Other comments in the thread are also depressing. Dave24 notes:

The author of the material doesn’t matter. The substance does. Dawkins created a collection of works that he personally found relevant and important. Taking into account the sex of each author is completely pointless. Find something else to complain about.

This is exactly the wrong attitude for anyone who’s concerned about the future of U.S. science to have. Yes Dave, I’m sure we’re all well aware these are Dawkins’ personal preferences. The question is *why* are those choices so “weiner-centric,” as DrHGG notes? Really, only 2 solely female authored essays? Even granting that science has been exceedingly male-dominated in the past 100 years, surely something could have been included by some of the female “big names,” such as scientist, Nobelist, and writer Christiane Nüsslein-Volhard to give one recent example?

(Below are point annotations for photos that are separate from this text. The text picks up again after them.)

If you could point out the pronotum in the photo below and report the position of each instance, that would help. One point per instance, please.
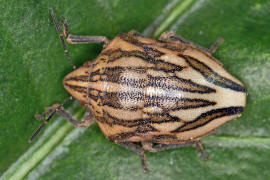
(168, 92)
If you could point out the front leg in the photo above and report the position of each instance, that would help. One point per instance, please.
(88, 118)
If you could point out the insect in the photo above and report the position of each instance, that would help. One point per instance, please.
(161, 94)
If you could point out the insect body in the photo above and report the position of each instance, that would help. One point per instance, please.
(168, 92)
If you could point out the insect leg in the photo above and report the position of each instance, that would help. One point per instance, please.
(86, 122)
(61, 36)
(75, 39)
(161, 147)
(199, 146)
(137, 149)
(58, 109)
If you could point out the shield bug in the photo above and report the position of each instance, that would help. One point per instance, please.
(161, 94)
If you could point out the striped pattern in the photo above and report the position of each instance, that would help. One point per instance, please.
(163, 92)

This isn’t just “pointless.” It’s yet one more example of women being overlooked and dismissed. This was a subjective collection–surely, if Dawkins had put some thought into it and realized how unbalanced it was, he could have included some additional essays by scientists who also happen to be women. You can argue that maybe he just didn’t know of any (which I find quite unlikely), but even if this is the case, why not throw out a net, asking friends and colleagues for some suggestions of great essays by female scientists in order to be more inclusive and take one small step toward breaking that nasty feedback loop?

PZ recently put up a post asking about the invisibility of female atheists, and noted:

The problem isn’t dismissal. It’s casual disregard. It’s being just enough pro-feminist that we lose sight of the real problems that women and people of color face.

Bingo. And even when called on it, Dawkins remained dismissive. *This* is why women still feel like outsiders in the atheist community, and in many parts of the scientific community, and Dawkins’ collection reinforces that it’s a boys’ club that we’re unlikely to crack, despite the call for change. Find something else to complain about, indeed.